Fazıl Say Davası

103

 

Fazıl Say hakkında İstanbul 19. Sulh Ceza Mahkemesi 10 ay hapis cezası verdi.

Bu karara karşı bilenler bilmeyenler medya mensupları köşe yazarları Say lehine büyük tepkiler gösterdiler.

Ne demiş Fazıl Say:

Rakı Cennette  varsa Cehennemde yoksa o zaman ne olacak? Asıl önemli olan soru bu.

Bilmem fark ettiniz mi, nerede YA….K adi magazinci hırsız, şaklaban varsa hep Allah çı bu bir Paradoks mu?

Ateistim ve bunu bu kadar rahat söyleyebildiğim için gururluyum.

Irmaklarından şaraplar akacak diyorsun. Cennet meyhanemidir? Her mümine huri vereceğim diyorsun Cennet kerhanemidir?
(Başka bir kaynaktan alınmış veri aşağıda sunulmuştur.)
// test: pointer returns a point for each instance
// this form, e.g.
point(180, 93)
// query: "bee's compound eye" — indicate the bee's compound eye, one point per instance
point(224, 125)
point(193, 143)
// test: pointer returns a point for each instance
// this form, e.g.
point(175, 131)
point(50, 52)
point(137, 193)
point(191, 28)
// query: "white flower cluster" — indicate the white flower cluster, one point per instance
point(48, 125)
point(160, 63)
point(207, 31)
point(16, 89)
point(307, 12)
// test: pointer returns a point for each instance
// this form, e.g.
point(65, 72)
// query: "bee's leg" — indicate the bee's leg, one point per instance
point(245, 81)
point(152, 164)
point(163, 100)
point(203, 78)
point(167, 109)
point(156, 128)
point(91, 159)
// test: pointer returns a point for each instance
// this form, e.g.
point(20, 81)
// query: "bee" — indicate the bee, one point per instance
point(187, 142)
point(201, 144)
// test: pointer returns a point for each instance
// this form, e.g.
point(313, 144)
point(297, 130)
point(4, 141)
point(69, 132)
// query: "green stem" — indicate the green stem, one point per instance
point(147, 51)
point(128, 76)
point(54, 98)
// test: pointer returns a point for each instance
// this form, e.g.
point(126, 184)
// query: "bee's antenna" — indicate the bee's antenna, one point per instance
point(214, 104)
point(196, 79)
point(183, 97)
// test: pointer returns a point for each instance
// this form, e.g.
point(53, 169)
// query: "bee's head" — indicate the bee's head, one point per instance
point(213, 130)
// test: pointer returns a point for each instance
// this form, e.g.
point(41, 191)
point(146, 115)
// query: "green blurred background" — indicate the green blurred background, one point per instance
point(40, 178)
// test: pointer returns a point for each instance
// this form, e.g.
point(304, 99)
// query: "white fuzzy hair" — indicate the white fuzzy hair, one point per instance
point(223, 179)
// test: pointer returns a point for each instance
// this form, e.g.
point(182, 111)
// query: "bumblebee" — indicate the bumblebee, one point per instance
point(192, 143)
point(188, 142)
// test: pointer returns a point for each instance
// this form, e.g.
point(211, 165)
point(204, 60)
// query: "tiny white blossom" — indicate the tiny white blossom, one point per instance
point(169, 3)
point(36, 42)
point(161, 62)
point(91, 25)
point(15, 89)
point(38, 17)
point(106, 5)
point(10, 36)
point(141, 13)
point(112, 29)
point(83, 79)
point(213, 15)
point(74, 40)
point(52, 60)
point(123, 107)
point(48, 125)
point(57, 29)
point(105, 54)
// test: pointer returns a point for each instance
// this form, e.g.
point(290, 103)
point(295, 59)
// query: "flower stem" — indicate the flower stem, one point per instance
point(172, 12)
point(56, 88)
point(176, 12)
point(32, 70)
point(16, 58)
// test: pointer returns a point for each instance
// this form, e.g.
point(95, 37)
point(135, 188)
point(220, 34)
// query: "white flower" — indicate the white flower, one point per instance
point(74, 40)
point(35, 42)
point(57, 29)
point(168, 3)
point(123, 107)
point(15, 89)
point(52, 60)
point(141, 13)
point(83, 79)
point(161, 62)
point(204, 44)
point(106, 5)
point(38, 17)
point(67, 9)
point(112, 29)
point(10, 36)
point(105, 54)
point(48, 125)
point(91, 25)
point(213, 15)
Bu cümlelerden sadece Fazıl Say’ın Ateist olması ve bunu gururla ifade etmesi bizi ilgilendirmez. Diğer sözler %99 Müslüman olan bir ülkede Müslüman Türk insanının inançlarına saldırı ve alay etmektir. Bu sebeple de suç’un maddi unsurları oluşmuştur.

Fazıl Say’a İstanbul 19. Sulh Ceza Mahkemesi Türk Ceza Kanununun 216/3 ve 218/1. Maddelerinden ceza vermiştir.

Bu cezayı verirken hâkim sanığa sorar verilen cezanın ertelenmesini istiyor musun?

Eğer sanık istemiyorsa “hayır istemiyorum yargılamama devam edilsin ve beraatımı istiyorum” diye beyanda bulunursa o zaman mahkeme hâkimi erteleme kararı veremez. Ve sanığın suçunu sabit görürse ceza verir veya dosya kapsamına göre suç subute ermemişse beraat kararı verir. Demek ki Fazıl Say mahkeme hâkimimin bu sorusuna olumlu yanıt vermiş ve erteleme talebini kabul etmiştir.

Bazı köşe yazarları “vay efendim Fazıl Say temyiz hakkını kaybetti, AİHM’e gitme hakkını kaybetti diye ahkâm kesiyorlar.

Ne olur bir zahmet edin de hukuk kitaplarını okuyun ondan sonra yazın.

Hürriyet yazarı Mehmet Yılmaz olayı değerlendirirken bunları yazmış bir de kanun maddesinde geçen “halkın benimsediği değerleri aşağılamak” gibi nereye çekersen oraya uzayacak bir gerekçeyle mahkûmiyet kararının verilebildiği bir adalet sistemi fikir özgürlüğüne geçit vermez diyor”

Hâlbuki söz o kadar açık ki kutsal değerleri ve inançları basın yoluyla bu kadar çirkin bir ifadelerle aşağılamak ancak Fazıl Say gibi Ateistlerin işi olabilir.

Orhan Pamuk da hükümete çağrı da bulunuyor ” Hükümet seyirci kalmamalı” diye hani siz kuvvetler ayrılığı kurallarına saygılıydınız.

Başka önemli bir tespitimiz de kararı veren mahkeme hâkiminin ismini köşe yazılarında yazanlar. Bunu niye yazıyorsunuz? Kararı veren hâkim Türk Milleti adına makamının gereğini yapmak için karar verir. Yoksa kendi adına karar veremez.

Hâkimin ismini yazmakla toplumda kendilerine göre Fazıl Say taraflarına “işte bu hâkim böyle bir karar verdi” onu her yerde aşağılayın manası taşır. Ve bu yol çok tehlikeli bir yoldur.

Düşünen insan düşüncelerini açıkça söyleyebilmeli ancak %99 Müslüman olan bir ülkenin kutsal değerlerine de saygılı olmalıdır.

Fazıl Say “bana ceza verirlerse Türkiye’yi terk ederim ” demiştir.

Fazıl Say bir an önce Türkiye’yi terk ederse toplumsal barışa hizmet etmiş olur.